Srinivas Aluru, a professor in the School of Computational Science and Engineering and co-executive director of the Institute for Data Engineering and Science, received two awards from the National Science Foundation (NSF) totaling over $1.3M, both to advance research in next generation sequencing (NGS) bioinformatics.

“NGS refers to a suite of technologies that enable high-throughput and inexpensive DNA sequencing. Their origin dates back to just a decade ago, but these technologies now underpin all of modern genomics research,” said Aluru.

Aluru’s group is already a pioneer in developing bioinformatics methods for NGS, including a large NSF and National Institutes of Health big data project that came to fruition during the initial round of federal investments in big data.

The two new projects are collectively dedicated to improving the quality and speed of NGS analyses. The first project explores the development of new algorithms to directly tackle errors made by NGS machines through the development of approximate matching algorithms. Previous methods are either time consuming and prohibitive to use on large data, or depend on heuristic techniques with no quality or performance guarantees.

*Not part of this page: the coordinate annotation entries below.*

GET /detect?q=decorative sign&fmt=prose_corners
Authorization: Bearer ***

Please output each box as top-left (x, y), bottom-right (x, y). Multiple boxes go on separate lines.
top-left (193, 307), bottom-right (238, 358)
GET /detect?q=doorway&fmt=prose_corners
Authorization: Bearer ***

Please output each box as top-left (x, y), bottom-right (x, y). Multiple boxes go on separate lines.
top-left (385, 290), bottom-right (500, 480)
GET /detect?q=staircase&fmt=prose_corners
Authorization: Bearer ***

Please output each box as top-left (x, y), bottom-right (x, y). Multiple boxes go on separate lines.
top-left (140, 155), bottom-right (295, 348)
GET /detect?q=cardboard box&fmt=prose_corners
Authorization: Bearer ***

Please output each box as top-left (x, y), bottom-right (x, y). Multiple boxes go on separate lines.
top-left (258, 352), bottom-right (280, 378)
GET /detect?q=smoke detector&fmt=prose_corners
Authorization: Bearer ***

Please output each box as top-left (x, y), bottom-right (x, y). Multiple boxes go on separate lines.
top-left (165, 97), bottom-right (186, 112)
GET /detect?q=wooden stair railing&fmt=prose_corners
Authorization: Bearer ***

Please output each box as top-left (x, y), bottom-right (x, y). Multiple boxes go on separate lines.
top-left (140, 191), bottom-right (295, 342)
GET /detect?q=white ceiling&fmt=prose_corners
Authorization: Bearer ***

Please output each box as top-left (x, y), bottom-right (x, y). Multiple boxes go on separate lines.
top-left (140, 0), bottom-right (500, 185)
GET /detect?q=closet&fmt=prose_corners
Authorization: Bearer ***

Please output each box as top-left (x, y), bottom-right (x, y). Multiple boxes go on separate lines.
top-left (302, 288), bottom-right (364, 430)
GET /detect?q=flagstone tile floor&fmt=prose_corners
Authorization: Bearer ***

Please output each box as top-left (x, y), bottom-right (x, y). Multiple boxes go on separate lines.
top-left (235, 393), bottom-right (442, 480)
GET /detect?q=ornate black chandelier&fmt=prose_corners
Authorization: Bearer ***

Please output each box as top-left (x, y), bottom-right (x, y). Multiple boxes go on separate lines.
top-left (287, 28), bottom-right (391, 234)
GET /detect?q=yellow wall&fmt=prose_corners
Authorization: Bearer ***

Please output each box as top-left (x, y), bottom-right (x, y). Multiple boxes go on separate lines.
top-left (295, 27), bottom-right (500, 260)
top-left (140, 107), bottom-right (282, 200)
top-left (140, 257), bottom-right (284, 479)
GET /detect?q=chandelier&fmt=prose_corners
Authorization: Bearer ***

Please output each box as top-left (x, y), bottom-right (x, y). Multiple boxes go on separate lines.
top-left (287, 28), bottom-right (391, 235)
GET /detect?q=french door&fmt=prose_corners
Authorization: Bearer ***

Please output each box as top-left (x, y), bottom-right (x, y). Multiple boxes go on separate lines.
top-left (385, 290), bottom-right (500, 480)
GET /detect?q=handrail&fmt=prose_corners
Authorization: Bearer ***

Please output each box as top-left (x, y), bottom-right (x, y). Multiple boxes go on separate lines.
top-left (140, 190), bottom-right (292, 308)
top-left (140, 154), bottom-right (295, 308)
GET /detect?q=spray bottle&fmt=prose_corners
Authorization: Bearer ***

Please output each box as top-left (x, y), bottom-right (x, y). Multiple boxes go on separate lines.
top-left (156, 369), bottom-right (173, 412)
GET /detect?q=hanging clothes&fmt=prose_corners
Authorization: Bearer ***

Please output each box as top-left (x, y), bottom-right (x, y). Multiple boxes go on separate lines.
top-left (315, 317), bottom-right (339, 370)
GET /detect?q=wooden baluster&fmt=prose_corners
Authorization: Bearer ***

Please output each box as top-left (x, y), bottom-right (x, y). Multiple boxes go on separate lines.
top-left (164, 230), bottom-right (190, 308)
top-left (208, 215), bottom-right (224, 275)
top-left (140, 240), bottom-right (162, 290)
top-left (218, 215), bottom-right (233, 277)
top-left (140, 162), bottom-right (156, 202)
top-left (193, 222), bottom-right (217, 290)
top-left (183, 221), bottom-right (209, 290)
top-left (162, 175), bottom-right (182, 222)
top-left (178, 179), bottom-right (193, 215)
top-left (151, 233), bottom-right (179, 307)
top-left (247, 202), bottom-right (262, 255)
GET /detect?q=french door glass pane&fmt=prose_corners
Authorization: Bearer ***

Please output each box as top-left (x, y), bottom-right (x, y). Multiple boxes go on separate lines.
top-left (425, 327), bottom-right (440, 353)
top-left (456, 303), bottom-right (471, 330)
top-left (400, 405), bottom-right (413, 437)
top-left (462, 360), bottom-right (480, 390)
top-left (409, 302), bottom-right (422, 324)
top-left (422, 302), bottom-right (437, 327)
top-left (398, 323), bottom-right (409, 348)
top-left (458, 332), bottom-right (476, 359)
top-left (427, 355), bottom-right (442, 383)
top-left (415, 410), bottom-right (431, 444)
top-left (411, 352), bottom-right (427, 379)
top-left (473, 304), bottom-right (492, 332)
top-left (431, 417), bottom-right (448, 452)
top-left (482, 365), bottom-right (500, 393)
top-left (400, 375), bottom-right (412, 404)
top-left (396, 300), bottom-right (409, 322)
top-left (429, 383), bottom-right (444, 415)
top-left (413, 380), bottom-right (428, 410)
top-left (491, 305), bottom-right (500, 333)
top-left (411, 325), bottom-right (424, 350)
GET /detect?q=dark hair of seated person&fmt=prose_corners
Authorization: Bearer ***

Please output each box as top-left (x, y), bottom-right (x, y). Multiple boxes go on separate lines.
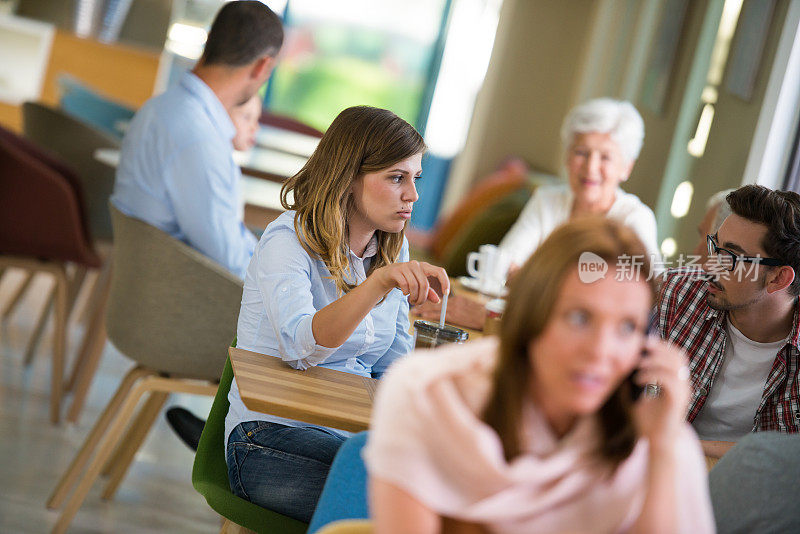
top-left (201, 1), bottom-right (283, 67)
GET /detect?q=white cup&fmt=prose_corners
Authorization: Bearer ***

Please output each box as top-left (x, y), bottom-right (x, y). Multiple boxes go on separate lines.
top-left (467, 245), bottom-right (511, 293)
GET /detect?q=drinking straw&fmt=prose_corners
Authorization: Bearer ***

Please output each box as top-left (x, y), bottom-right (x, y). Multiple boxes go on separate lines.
top-left (439, 292), bottom-right (447, 328)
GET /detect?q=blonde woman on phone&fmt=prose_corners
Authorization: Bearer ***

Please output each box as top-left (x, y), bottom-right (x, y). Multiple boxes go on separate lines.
top-left (364, 218), bottom-right (714, 534)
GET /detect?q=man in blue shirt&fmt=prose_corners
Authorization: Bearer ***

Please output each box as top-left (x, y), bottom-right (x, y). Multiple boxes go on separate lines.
top-left (111, 1), bottom-right (283, 278)
top-left (111, 1), bottom-right (283, 449)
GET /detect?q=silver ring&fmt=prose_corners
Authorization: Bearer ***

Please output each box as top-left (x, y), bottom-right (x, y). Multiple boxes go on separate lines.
top-left (644, 384), bottom-right (661, 399)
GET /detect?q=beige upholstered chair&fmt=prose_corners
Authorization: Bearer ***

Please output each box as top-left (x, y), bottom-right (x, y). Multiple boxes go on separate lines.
top-left (47, 207), bottom-right (242, 532)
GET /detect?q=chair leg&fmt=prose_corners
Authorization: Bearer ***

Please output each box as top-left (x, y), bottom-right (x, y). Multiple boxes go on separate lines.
top-left (47, 367), bottom-right (153, 510)
top-left (24, 284), bottom-right (58, 367)
top-left (65, 261), bottom-right (111, 400)
top-left (67, 265), bottom-right (86, 314)
top-left (53, 375), bottom-right (156, 534)
top-left (50, 269), bottom-right (69, 424)
top-left (0, 268), bottom-right (36, 321)
top-left (62, 320), bottom-right (106, 423)
top-left (101, 391), bottom-right (169, 500)
top-left (100, 393), bottom-right (169, 477)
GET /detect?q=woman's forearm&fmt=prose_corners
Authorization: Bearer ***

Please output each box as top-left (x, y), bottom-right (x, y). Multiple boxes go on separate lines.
top-left (311, 276), bottom-right (389, 348)
top-left (633, 445), bottom-right (680, 533)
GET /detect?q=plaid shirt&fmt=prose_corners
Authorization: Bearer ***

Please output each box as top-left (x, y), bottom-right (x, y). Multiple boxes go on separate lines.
top-left (657, 267), bottom-right (800, 433)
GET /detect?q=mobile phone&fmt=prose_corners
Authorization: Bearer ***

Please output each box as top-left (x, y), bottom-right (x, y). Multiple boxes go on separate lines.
top-left (625, 348), bottom-right (647, 402)
top-left (625, 318), bottom-right (658, 402)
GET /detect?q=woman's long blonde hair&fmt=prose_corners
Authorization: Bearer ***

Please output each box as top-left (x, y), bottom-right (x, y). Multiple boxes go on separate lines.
top-left (281, 106), bottom-right (425, 294)
top-left (482, 216), bottom-right (655, 466)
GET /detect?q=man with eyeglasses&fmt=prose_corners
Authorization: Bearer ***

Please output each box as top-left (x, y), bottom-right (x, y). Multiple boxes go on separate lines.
top-left (658, 185), bottom-right (800, 458)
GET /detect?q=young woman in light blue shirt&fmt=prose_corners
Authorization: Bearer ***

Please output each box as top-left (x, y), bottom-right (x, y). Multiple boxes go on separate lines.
top-left (225, 106), bottom-right (450, 521)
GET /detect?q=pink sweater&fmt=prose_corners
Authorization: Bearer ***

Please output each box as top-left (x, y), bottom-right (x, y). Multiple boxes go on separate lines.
top-left (363, 338), bottom-right (714, 534)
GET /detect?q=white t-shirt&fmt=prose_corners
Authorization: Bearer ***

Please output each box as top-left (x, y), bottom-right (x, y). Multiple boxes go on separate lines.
top-left (692, 319), bottom-right (786, 441)
top-left (500, 183), bottom-right (661, 266)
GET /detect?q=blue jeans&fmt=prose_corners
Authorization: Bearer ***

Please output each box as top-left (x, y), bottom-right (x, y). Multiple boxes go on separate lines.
top-left (227, 421), bottom-right (344, 523)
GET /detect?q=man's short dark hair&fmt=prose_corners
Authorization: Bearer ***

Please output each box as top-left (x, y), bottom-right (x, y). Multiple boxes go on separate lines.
top-left (725, 185), bottom-right (800, 296)
top-left (202, 1), bottom-right (283, 67)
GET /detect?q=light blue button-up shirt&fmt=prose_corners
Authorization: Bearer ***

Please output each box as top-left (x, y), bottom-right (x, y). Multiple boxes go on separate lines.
top-left (111, 72), bottom-right (256, 278)
top-left (225, 211), bottom-right (412, 443)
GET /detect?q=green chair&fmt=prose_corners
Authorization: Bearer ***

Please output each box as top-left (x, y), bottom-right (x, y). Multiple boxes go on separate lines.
top-left (192, 359), bottom-right (308, 534)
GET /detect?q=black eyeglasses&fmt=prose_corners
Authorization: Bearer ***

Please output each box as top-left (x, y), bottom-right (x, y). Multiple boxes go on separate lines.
top-left (706, 235), bottom-right (786, 271)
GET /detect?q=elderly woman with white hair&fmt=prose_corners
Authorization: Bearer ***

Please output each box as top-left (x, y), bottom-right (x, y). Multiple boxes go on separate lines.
top-left (500, 98), bottom-right (658, 265)
top-left (413, 98), bottom-right (659, 328)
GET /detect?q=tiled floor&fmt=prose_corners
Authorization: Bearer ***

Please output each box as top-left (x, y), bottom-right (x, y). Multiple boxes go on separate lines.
top-left (0, 270), bottom-right (220, 533)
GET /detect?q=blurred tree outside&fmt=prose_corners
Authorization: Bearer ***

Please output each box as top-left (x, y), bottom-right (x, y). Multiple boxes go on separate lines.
top-left (266, 0), bottom-right (444, 131)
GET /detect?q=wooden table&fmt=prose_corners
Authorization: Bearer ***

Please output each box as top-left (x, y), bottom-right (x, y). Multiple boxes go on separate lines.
top-left (228, 347), bottom-right (378, 432)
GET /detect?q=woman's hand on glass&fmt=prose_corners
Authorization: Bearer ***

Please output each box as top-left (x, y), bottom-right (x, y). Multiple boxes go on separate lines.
top-left (634, 337), bottom-right (690, 448)
top-left (373, 260), bottom-right (450, 306)
top-left (411, 294), bottom-right (486, 330)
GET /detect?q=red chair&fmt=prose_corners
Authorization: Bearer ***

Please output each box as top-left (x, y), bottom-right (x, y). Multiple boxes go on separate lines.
top-left (0, 131), bottom-right (101, 423)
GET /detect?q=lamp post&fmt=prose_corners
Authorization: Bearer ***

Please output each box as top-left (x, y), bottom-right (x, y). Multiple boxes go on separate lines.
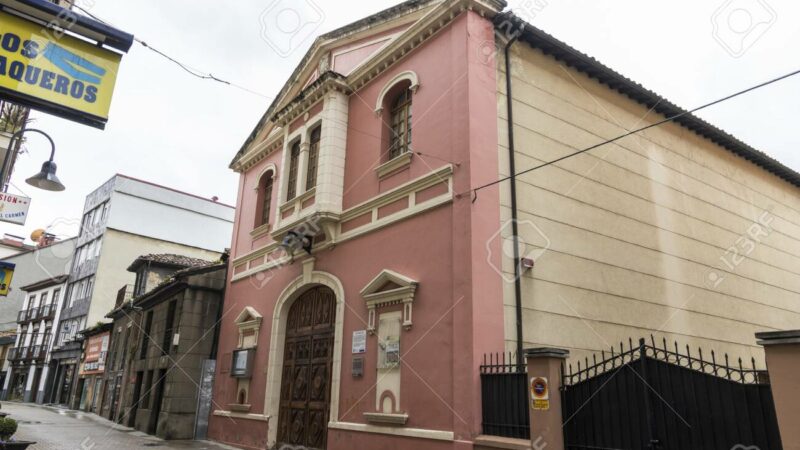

“The new research takes advantage of limited errors made by NGS machines, and develops algorithms that can tackle a bounded number of errors efficiently. It continues a line of investigation initiated through collaboration with late [College of Computing] professor Apostolico,” he said.

The second project will conduct comprehensive experiments on reproducibility, and will evaluate key methods and software products scientists currently use to analyze NGS data. It will benefit the research community by:

  • Assessing over fifty software products
  • Defining the state-of-the-art products in the field
  • Making research findings publicly accessible

As precursor, a paper authored by Aluru and three CSE graduate students was recognized at Supercomputing 2016 as the first selected paper by ACM SIGHPC under the scientific repeatability, replicability, and reproducibility initiative. The new NSF project will also involve nearly 20 undergraduate students, who will learn about research integrity and reproducibility issues. 

Both projects impact a wide range of applications: from medical research to evolution, as well as influence work outside of biology in text matching and information retrieval.